Forum Discussion
Hi! im really confused on how to sort these US patent numbers
NoelGilling I would like to offer you a solution that combines the SORT and TRANSPOSE functions. The SORT function, however, may not yet be available in your Excel version yet.
From the MS support pages on SORT:
This function is currently available to Microsoft 365 subscribers in Current Channel. It will be available to Microsoft 365 subscribers in Semi-Annual Enterprise Channel starting in July 2020.
Now, if your Excel does support the SORT function, you could enter on row 1 in the next empty column (in your case Q1):
=TRANSPOSE(SORT(TRANSPOSE(B1:P1)))
and copy it all the way down. Then you copy column Q:AE and paste it on top of itself as values. Now you can delete the original columns B:P. It will produce rows with sorted class codes with zeros at the end for empty cells within the B:P range of columns. So, patent numbers that do not have classes all the way to column P will have a bunch of zeros in the end. You can ignore then, get rid of them later or just format them to become invisible.
I also want to mention that you may need to clean-up the data first. For instance, on row 5 from column D onwards, the classes seem to have leading spaces before each code.

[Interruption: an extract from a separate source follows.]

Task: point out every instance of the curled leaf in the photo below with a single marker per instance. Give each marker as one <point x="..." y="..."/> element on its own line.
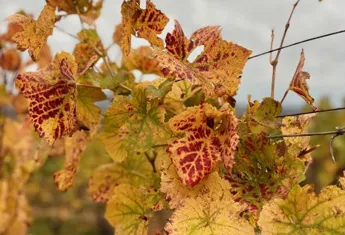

A class code like " 475/121" will be sorted before "180/370". If that is not your intention, use the TRIM function to get rid of these leading spaces, before you apply the SORT/TRANSPOSE formula above. If none of the class columns would have had empty cells, you could have incorporated TRIM into the formula like this:
=TRANSPOSE(SORT(TRIM(TRANSPOSE(B1:P1))))
But in your case it's going to put the empty cells first in the sort order.